Archibald demeura coi. Bien sûr qu’il avait peur ! Mais bien plus pour Kate que pour lui. Schopenhauer devait malgré tout être capable de le comprendre sans cynisme ou moquerie !
« Prenons par le défilé, reprit celui-ci sans plus se soucier de leur discussion. Nous avons encore du chemin jusqu’aux portes de Dité… »
Et leur singulier cortège s’engagea dans une nouvelle étape de leur périple, à travers l’obscur défilé… Locke avait recommencé à jouer de la flûte, une mélodie entraînante qui parut emporter avec elle une part de leurs inquiétudes. Si bien qu’Archibald et les autres émergèrent des falaises sans même avoir levé la tête vers leurs parois s’élevant à pic. En tous cas, Archibald, qui préféra discuter avec Kate. Après tout, si les Muses ou même Locke voulaient rester dans leur coin, pourquoi serait-ce toujours à lui de faire un effort ? Archibald n’avait pas signé de contrat de bonne conduite… Cependant, les quatre jeunes gens furent tous pris à la gorge par la désolation qui s’offrait à eux.
A nouveau une morne plaine, et toujours ce sol de scories luisantes de suie. Mais surtout une succession d’arbres morts poussant ici et là, leurs troncs tordus à se rompre, dépouillés de la plus infime feuille, asséchés de toute sève… Par centaines, ils pliaient en gémissant sous le vent. La plupart avaient de fait adopté des formes complètement absurdes, comme soumis à d’atroces distorsions contre-nature, qui ne semblaient pouvoir qu’empirer, encore et toujours…
« Le verger du diable, souffla Locke. Nous y voilà. »
Aucun nom n’aurait pu se révéler plus exact. Et pour rajouter à cette oppression, les cieux boursouflés d’orage ne s’étaient pas écartés une seule fois, opaques comme jamais. De toute manière, Archibald savait bien ce qu’il aurait pu apercevoir, et encore, si la voûte ne le dominait pas d’une hauteur vertigineuse le privant de tout détail aussi bonne soit sa vue.
« Décidément, il ne vaut mieux pas sortir d’une dépression pour venir ici ! » maugréa-t-il entre ses dents.

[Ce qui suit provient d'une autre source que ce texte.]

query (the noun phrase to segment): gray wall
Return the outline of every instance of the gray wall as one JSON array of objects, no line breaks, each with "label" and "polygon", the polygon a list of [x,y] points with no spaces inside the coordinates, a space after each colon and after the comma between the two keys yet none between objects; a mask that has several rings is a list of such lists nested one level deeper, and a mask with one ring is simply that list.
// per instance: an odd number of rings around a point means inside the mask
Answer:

Kate eut un sourire fêlé. En tête de la troupe et ceint d’un cercle de Muses aux aguets, Apollon Schopenhauer s’accorda une courte halte, dardant son regard perçant sur l’horizon. Il leur apparaissait toujours aussi rougeoyant, tel un rideau de braises ne se relevant jamais.
« On se rapproche de Dité, lança Archibald, affirmation à laquelle Schopenhauer répondit d’un hochement de tête.
- C’est vrai, mais il n’y a pas que cela. Les remparts de la ville sont probablement rendus quasi invisibles par la proximité du Phlégéthon.
- Le fameux fleuve de feu…
- Je vois que tu as bien appris tes leçons, ironisa Schopenhauer.
- Si ça peut me permettre d’éviter de mauvaises surprises, je ne vois pas pourquoi je me montrerais négligent… »
Leurs discussions acérées furent alors interrompues par des pleurs, nettement reconnaissables dans la brise. Archibald tiqua. Il s’agissait de sanglots d’enfants, et même de nourrissons, à les entendre. Qu’allaient-ils encore devoir découvrir avec tout ce que le décor de leur périple avait déjà de macabre ? D’un geste, Apollon envoya trois des Muses en reconnaissance dans les environs immédiats, mais elles ne trouvèrent aucune trace d’enfants abandonnés. Et les pleurs s’amplifiaient…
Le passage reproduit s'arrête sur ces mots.